Some points need to be considered when interpreting our findings. First, past pre-clinical studies found that rs231775, rs5742909 and rs3087243 polymorphisms in CTLA-4 as well as rs1946518 and rs187238 polymorphisms in IL-18 could alter transcription activity or protein structure of CTLA-4/IL-18 [11-14]. So these variations may influence biological function of CTLA-4/IL-18, result in immune dysfunction, impact anti-viral immune responses and ultimately confer susceptibility to viral hepatitis. Thus, our meta-analysis may be statistically insufficient to observe the real underlying associations between polymorphisms in CTLA-4/IL-18 and viral hepatitis in certain groups. Therefore, future studies with larger sample sizes still need to confirm our findings. Second, according to our searching results, studies about HBV were mainly conducted in East Asians, whereas studies in HCV were mainly conducted in South Asians. So we call on scholars to examine associations between polymorphisms in CTLA-4/IL-18 and viral hepatitis in other populations. Third, the etiologies of viral hepatitis are extremely complex, so we highly recommend further genetic association studies to explore the effects of haplotypes and gene–gene interactions on disease susceptibility [15]. Fourth, we aimed to investigate associations between all polymorphisms in CTLA-4/IL-18 and viral hepatitis in the very beginning. However, we did not find any study on other CTLA-4/IL-18 polymorphisms. Nor did we find any studies about HAV, HDV or HEV. So we only focused on associations of five polymorphisms with HBV and HCV in this meta-analysis.

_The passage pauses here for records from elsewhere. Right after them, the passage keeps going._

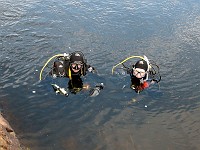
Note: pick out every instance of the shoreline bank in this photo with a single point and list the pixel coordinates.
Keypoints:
(8, 139)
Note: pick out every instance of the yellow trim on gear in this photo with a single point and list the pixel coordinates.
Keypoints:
(125, 61)
(48, 62)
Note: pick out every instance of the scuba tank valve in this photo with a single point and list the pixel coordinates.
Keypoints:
(59, 90)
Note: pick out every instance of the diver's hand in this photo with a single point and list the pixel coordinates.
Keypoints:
(91, 69)
(95, 91)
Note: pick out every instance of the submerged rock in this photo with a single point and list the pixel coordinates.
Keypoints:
(8, 139)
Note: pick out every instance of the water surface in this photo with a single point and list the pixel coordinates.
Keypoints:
(106, 32)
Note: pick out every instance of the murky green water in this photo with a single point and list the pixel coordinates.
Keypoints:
(106, 32)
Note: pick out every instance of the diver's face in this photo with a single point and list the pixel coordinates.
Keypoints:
(139, 73)
(76, 67)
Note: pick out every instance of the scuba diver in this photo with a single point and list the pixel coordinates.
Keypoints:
(140, 72)
(72, 66)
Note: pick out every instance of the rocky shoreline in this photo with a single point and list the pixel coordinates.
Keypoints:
(8, 139)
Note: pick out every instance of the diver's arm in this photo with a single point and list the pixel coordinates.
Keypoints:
(91, 69)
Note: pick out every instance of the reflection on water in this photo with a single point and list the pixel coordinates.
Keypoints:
(106, 32)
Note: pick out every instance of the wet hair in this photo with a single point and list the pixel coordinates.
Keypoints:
(77, 57)
(142, 64)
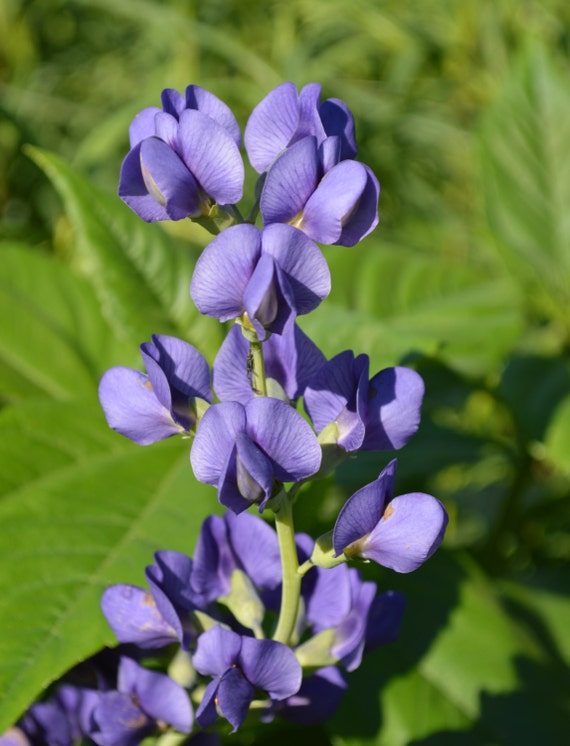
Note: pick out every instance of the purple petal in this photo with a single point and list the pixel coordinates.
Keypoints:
(213, 562)
(255, 544)
(133, 616)
(364, 217)
(234, 697)
(216, 651)
(394, 408)
(337, 120)
(201, 99)
(384, 619)
(271, 125)
(303, 263)
(334, 200)
(163, 699)
(133, 189)
(214, 440)
(132, 409)
(290, 182)
(361, 512)
(167, 180)
(271, 666)
(223, 271)
(410, 531)
(143, 125)
(285, 437)
(212, 156)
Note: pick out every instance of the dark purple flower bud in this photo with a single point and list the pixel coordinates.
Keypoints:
(374, 415)
(143, 700)
(284, 116)
(332, 201)
(245, 450)
(167, 401)
(240, 665)
(400, 533)
(183, 158)
(291, 360)
(235, 542)
(317, 700)
(158, 618)
(272, 275)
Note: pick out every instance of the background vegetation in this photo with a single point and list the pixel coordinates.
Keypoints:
(463, 111)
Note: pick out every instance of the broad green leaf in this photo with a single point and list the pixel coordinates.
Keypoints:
(462, 667)
(80, 508)
(557, 439)
(141, 275)
(53, 340)
(526, 178)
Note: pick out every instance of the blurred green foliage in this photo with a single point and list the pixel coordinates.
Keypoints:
(463, 111)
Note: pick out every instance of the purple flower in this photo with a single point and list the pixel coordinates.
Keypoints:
(272, 275)
(240, 665)
(147, 408)
(332, 201)
(374, 415)
(290, 358)
(285, 116)
(158, 618)
(183, 158)
(244, 450)
(143, 700)
(400, 533)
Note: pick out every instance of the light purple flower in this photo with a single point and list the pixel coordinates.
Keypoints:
(374, 415)
(333, 201)
(158, 618)
(245, 450)
(183, 158)
(143, 700)
(398, 532)
(240, 665)
(151, 407)
(291, 360)
(285, 116)
(272, 275)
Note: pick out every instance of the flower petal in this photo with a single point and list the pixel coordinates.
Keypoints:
(212, 156)
(223, 271)
(271, 666)
(409, 533)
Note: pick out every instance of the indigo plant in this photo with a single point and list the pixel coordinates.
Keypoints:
(262, 623)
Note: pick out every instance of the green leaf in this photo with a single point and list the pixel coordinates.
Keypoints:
(140, 274)
(462, 672)
(526, 178)
(54, 341)
(80, 508)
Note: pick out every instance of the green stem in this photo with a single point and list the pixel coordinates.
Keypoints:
(291, 589)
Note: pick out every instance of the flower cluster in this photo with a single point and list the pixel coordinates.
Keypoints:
(260, 623)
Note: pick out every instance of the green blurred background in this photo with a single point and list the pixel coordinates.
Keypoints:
(462, 109)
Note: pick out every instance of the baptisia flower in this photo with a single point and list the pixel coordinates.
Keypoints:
(285, 116)
(166, 401)
(184, 158)
(271, 275)
(291, 359)
(143, 700)
(397, 532)
(361, 414)
(333, 201)
(247, 450)
(238, 666)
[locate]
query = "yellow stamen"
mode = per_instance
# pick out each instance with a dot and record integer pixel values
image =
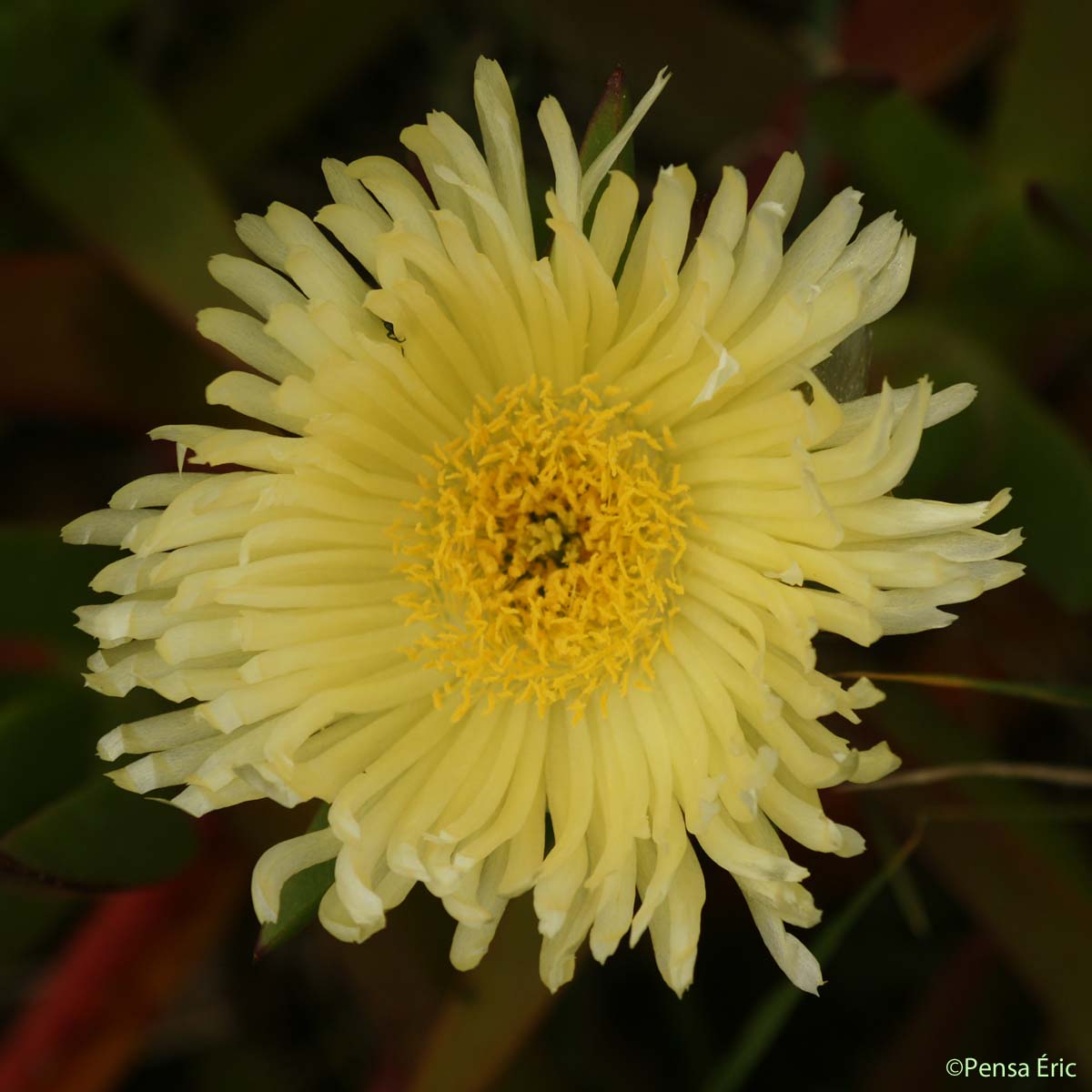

Like all meta-analyses, this study also has some limitations. Firstly, the results regarding associations between polymorphisms in CTLA-4/IL-18 and viral hepatitis were based on combining unadjusted findings of eligible studies due to the lack of raw data [16]. Secondly, the relationship between polymorphisms in CTLA-4/IL-18 and viral hepatitis may also be affected by environmental factors. Nevertheless, the majority of eligible studies only focused on associations between polymorphisms in CTLA-4/IL-18 and viral hepatitis, so we could not explore genetic-environmental interactions in this meta-analysis [17]. Thirdly, grey literatures were not searched. Thus, despite that funnel plots were overall symmetrical, we still could not rule out the possibility that our combined results may be affected by potential publication biases [18].

Conclusions

In summary, this meta-analysis demonstrated that CTLA-4 rs231775, IL-18 rs1946518 and IL-18 rs187238 polymorphisms may confer susceptibility to HBV in East Asians, while CTLA-4 rs5742909, IL-18 rs1946518 and IL-18 rs187238 polymorphisms may confer susceptibility to HCV in South Asians. However, it should be noted that the combined results of this meta-analysis should still be confirmed by future studies with larger sample sizes.